Apple iPad owners have been challenged to ponder life without enough money to pay for a night in a bed, let alone to buy dandified laptop computers.
Homeless charity Depaul UK has released a game onto iTunes that gives players responsibility for a homeless person. It's intended to raise awareness and encourage users to donate money for homeless young people.
In a setup bizarrely reminiscent of children’s virtual tamagotchi pets, users must provide food, warmth and support for a virtual homeless person on their iDevice. A dashboard provides information on the young man's body temperature and calorie intake. Users are challenged to look after their virtual friend for three days. If they don't take good care, their iHobo will descend into hopeless, drug-addicted oblivion. It's what would have resulted if Ken Loach had been commissioned to produce Pokemon.
The game's promotional blurb says iHobos tug their iPad users' sleeves when the need help because they need shelter, food, money or emotional support because of the distress caused in homeless people by loneliness, drug use, crime and physical and mental abuse.
"A young homeless person lives on your iPhone for three days," says Depaul. "Take care of him, or his life could spiral out of control...your response could be the difference between him making it through in one piece, or becoming addicted to drugs."
The game, which is free, will deliver its dose of social realism to owners of Apple's stylised iPad netbook computer. The device will retail for between £429 and £699 when it is released in the UK on 28 May, plus up to £25 a month to connect it to the Internet for which it was made.
The iPad, which will typically cost more than the average person living in the UK earns in a week, is a device supremely suited to the lifestyles of microserfs swanning around the drive-in cafes and office lounges of Californian Silicon Valley.
Yet Apple has plans to sell the iPad at a higher price in the UK than the US. The iPad is priced between $499 (£337) and $829 (£561) in the US.
Apple has promoted the iPad as, "A magical and revolutionary product at an unbelievable price."

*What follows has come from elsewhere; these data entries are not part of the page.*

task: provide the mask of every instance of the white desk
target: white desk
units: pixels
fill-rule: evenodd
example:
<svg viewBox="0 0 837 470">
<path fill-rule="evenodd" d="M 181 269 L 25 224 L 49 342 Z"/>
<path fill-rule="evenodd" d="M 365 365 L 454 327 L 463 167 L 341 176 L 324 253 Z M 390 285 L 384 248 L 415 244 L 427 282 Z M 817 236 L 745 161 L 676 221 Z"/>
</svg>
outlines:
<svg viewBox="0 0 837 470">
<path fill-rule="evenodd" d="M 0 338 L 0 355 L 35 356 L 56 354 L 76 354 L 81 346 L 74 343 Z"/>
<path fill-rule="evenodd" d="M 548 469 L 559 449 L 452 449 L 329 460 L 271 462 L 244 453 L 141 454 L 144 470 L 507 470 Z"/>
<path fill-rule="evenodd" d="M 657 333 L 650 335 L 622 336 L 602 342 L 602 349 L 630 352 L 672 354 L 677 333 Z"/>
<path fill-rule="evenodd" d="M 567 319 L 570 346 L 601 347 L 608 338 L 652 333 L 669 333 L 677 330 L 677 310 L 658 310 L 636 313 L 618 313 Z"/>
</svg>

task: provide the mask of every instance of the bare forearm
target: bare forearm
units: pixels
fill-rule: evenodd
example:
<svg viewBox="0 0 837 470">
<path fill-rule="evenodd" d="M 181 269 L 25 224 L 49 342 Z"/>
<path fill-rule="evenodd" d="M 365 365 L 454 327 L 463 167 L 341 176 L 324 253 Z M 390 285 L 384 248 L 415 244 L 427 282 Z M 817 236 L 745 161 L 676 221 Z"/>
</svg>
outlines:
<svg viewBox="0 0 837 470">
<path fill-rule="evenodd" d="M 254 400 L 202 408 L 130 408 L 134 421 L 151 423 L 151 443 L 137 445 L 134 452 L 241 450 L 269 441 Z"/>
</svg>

Similar might be said of the fortune amassed by Steve Jobs, Apple's head honcho. Jobs sits on a treasure hoard worth $5.5 billion, according to Forbes' list of Billionaires. Jobs has become 136th richest of the world's 6.9 billion people. He effectively possesses more than 75 cents for every person on the planet. More than a billion people earn close to that in a day.
Depaul is the largest homeless charity in the UK but its average donor is over 65 years old, according to a film promoting the game.
"They need to attract a new generation of young, affluent donors," it said.